Assignment 5: Object Detection

Deadline: November 14th, 9am

Send your colab link and group member info to jens.johannsmeier@ovgu.de

While MNIST is a convenient test bed for deep learning models due to its simplicity, real world problems generally work on far more complex data and also have more complex requirements. One very popular application is object detection: Given an image, the model should determine both where in the image objects of interest are located and what these images are.

Because

we generally want to be able to detect multiple objects in a single image,
we need to localize the objects,
and the images are far larger and more complex than MNIST,

solving this task yourself from the ground up would be “a little bit” too much at this point. Luckily, there is a Tensorflow Object Detection API that implements this functionality already. We ask you to familiarize yourself with this API in this assignment.

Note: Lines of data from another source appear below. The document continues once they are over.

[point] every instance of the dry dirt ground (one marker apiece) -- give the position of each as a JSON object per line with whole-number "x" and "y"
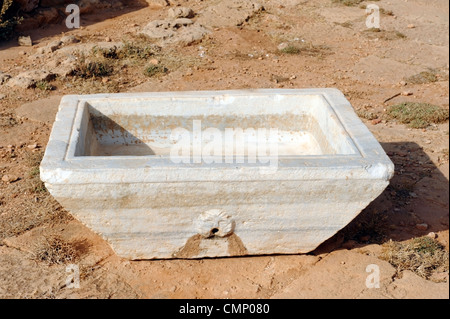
{"x": 38, "y": 239}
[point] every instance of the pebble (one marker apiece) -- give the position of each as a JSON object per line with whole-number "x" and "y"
{"x": 33, "y": 146}
{"x": 432, "y": 235}
{"x": 349, "y": 244}
{"x": 365, "y": 238}
{"x": 422, "y": 226}
{"x": 25, "y": 41}
{"x": 376, "y": 121}
{"x": 9, "y": 178}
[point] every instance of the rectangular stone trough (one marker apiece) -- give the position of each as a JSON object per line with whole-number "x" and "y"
{"x": 220, "y": 173}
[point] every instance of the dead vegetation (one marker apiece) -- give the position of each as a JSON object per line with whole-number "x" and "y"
{"x": 87, "y": 68}
{"x": 418, "y": 115}
{"x": 153, "y": 70}
{"x": 428, "y": 76}
{"x": 8, "y": 120}
{"x": 37, "y": 208}
{"x": 365, "y": 114}
{"x": 349, "y": 3}
{"x": 423, "y": 256}
{"x": 307, "y": 49}
{"x": 54, "y": 250}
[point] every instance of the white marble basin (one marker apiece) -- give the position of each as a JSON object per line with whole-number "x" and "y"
{"x": 167, "y": 175}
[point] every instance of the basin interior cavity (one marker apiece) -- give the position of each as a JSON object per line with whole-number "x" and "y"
{"x": 298, "y": 126}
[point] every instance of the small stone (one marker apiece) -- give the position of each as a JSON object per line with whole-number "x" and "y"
{"x": 9, "y": 178}
{"x": 365, "y": 238}
{"x": 69, "y": 39}
{"x": 422, "y": 226}
{"x": 33, "y": 146}
{"x": 432, "y": 235}
{"x": 349, "y": 244}
{"x": 4, "y": 77}
{"x": 282, "y": 46}
{"x": 376, "y": 121}
{"x": 25, "y": 41}
{"x": 180, "y": 12}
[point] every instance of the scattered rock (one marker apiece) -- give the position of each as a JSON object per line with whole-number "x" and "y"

There are articles on different topics linked on the github site, however those might be a bit overwhelming. Check out this medium article with a link to a Colab notebook. Open this notebook in “playground mode” (top left) to be able to run and modify it. Run the notebook (the first cell installs stuff on the virtual environment that you might need to reinstall if you come back at a later point) and observe the output. Try to understand each cell on its own. Here you can find another blog post on “frozen” graphs in case the third cell confuses you. Note that it seems as if the notebook might sometimes spontaneously combust, in which case you will have to run everything again. Sorry! You might get around this by inserting tf.reset_default_graph() in the beginning of step 3.

Next, we want to modify the example somewhat. At the bottom of the notebook you can find some pointers on how to upload and detect objects in your own images. Pick some images that you like (e.g. holiday pictures, or just download some from somewhere) and perform detection on those images instead. Furthermore, there are many pretrained models available to do object detection with. You can find these here. Use at least 3 other models to classify the above pictures. Comment on any differences in the outputs, such as quality and time taken. Try to make sure that the detection outputs are visible in the notebook so that we can have a look at them!

Aside from this, there are numerous other things you could try. For example, while most models are trained on the COCO dataset, there are also other datasets available. Try out some of the other models, potentially with inappropriate data (e.g. the KITTI dataset is mainly intended for self-driving cars…). Make sure that you are updating the label path accordingly!
Also, while the example model draws bounding boxes, there also models available that draw masks on the data. Use one such model and try drawing the masks. This blog post should be helpful here (in particular the linked Github code).
There are many other things to try linked on the API website (see above), e.g. you could try transfer learning (retraining an existing model for a different task) or even training your own model from scratch (although this will likely take too long – maybe try MNIST ;)).